BETWEEN LAND AND SEA
TOWARD THE BLUE HUMANITIES

Asia-Pacific Observatory aims to work toward a blue humanities, employing “the Pacific” as a contact zone, method, and concept to examine the dynamic and shifting relationship between land and sea that allows literatures, arts, and other cultural productions in the trans-Pacific context to be engaged in their eco-poetic complexity.

In collaboration with existing Humanities for the Environment (HfE) projects of Australian-Pacific Observatory, North American Observatory and European Observatory initiated by the Consortium of Humanities Centers and Institutes (CHCI), Asia-Pacific Observatory is funded by the Center for Humanities Innovation and Social Practices (CHISP) of National Sun Yat-sen Univeristy and the Humanities Center of National Chung Hsing University, based in Taiwan. This Observatory involves scholars, writers, activists and artists from countries and islands across the Pacific, including China, Guam, Hawaii, Japan, Korea, Okinawa, Taiwan, and North America.
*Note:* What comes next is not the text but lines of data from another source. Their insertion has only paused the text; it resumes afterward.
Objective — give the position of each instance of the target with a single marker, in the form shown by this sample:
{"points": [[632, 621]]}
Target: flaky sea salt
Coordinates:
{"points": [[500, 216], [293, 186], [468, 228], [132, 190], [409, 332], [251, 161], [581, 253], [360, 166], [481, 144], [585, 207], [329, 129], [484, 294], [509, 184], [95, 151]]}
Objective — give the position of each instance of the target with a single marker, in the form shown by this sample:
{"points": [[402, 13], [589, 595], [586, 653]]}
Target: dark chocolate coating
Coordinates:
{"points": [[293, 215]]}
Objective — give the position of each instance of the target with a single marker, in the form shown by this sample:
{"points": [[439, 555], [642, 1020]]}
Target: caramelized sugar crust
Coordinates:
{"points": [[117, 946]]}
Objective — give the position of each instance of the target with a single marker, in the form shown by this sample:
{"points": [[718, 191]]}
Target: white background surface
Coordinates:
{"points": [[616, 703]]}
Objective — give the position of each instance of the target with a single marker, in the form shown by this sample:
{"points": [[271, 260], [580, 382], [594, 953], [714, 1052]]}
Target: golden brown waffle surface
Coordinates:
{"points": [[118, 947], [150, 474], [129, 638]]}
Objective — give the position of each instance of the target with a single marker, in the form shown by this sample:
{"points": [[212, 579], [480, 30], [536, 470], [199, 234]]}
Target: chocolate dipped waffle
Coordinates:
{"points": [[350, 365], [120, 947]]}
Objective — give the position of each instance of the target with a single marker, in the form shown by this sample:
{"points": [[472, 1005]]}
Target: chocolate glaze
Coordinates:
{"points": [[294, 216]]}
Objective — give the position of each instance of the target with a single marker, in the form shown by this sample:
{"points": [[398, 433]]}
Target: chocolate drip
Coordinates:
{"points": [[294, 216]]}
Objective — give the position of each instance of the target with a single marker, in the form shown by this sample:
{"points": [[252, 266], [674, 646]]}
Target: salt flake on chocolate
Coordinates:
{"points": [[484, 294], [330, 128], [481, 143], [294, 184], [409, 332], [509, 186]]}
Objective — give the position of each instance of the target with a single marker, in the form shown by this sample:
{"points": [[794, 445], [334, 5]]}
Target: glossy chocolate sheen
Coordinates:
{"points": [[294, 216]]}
Following the guideline outlined by HfE, we explore how the humanistic disciplines contribute to understanding the challenges of global environmental change by observing and exploring human actions and motivations, values, priorities and habits. With a specific focus on the geopolitical region of the Asia-Pacific and beyond, Asia-Pacific Observatory aims to work toward a blue humanities, employing “the Pacific” as a contact zone, method, and concept to examine the dynamic and shifting relationship between land and sea that allows literatures, arts, and other cultural productions in the trans-Pacific context to be engaged in their eco-poetic complexity. The Pacific is the largest oceanic division on the earth and in recent years, issues surrounding global capitalism, nation, community, and ecological world in the Pacific region have sparked intriguing and provocative discussions. Such research celebrates the networking and coalition of peoples as well as the circulation of ideas and cultures in the Pacific, which we believe is crucial to contemporary ecological scholarship. We offer inputs based on the Pacific day-to-day realities to counter-act Western metaphysics and theories and supplement or challenge dominant/hegemonic approaches to imperialism, post-coloniality, indigeneity, globalization as well as ecology.
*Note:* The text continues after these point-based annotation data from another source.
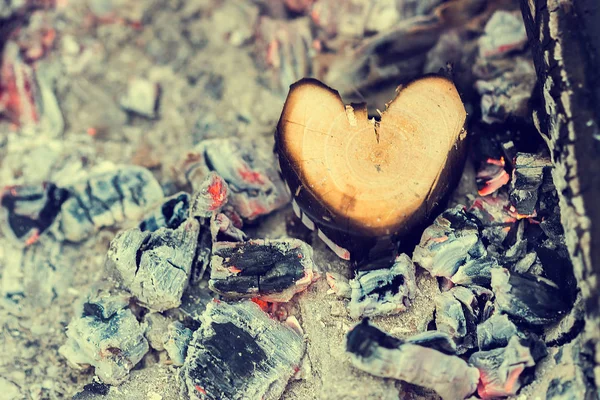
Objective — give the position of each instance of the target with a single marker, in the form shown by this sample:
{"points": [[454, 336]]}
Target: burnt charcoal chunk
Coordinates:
{"points": [[272, 269], [436, 340], [31, 209], [380, 354], [239, 352], [248, 169], [529, 173], [449, 243], [383, 291], [170, 214], [97, 388], [155, 266], [113, 346], [106, 198], [476, 272], [495, 332], [501, 369], [528, 298]]}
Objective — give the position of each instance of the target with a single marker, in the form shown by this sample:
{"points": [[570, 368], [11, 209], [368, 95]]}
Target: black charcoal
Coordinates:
{"points": [[501, 369], [275, 270], [449, 243], [106, 199], [113, 346], [249, 170], [170, 214], [528, 298], [476, 271], [339, 284], [210, 196], [380, 354], [495, 332], [177, 339], [529, 174], [29, 210], [436, 340], [155, 266], [239, 352], [383, 291], [449, 316]]}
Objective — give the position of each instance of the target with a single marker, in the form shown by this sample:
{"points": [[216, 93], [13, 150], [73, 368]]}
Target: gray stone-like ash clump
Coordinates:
{"points": [[452, 247], [239, 352], [106, 336], [275, 270], [155, 266], [248, 168], [380, 354], [103, 198], [176, 342], [501, 369], [106, 199], [528, 298], [383, 291]]}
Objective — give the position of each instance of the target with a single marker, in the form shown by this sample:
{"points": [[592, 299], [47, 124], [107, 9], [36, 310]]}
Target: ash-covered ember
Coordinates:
{"points": [[105, 199], [448, 244], [528, 298], [29, 210], [495, 332], [531, 172], [155, 266], [223, 229], [171, 213], [209, 197], [273, 270], [383, 291], [491, 176], [239, 352], [249, 170], [176, 343], [501, 369], [109, 339], [504, 32], [380, 354]]}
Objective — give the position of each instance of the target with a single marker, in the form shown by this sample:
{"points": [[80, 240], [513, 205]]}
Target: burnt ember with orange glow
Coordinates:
{"points": [[299, 199], [358, 180]]}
Research projects or action plans are divided into four categories; they are "Island and Ocean Ecologies", "Indigenous Ecologies", "Ethics and Aesthetics", and "Stories of the Land". The first group of projects on "Island and Ocean Ecologies" investigate place and space from the perspective of the Oceanic peoples in the Pacific, to challenge the borders of nation states and to facilitate relationships between indigenous peoples of the Pacific islands. Second, "Indigenous Ecologies" examines how the indigenous people in the trans-Pacific context forge practices that invoke the concepts of traditional knowledge, native science, resilience and foodscape, based on the principle of International Partnership for the Satoyama Initiative (IPSI). In terms of "Ethics and Aesthetics", these projects both stress environmental justice to contrive ecological communication, and investigate the politics of food in agricultural productions. Lastly, the projects of "Stories of the Land" introduce animal, foods and policies in relation to farming and agricultural productions in Taiwan and other Pacific islands by enquiring into their colonial past and influences.

The purpose of Asia-Pacific Observatory, which includes the aforementioned four independent but interrelated groups of projects, seeks to build scholarly alliances whose area of expertise and research interest adequately accord with the vision and purpose of the Humanities for the Environment, while facilitating global network with other Observatories.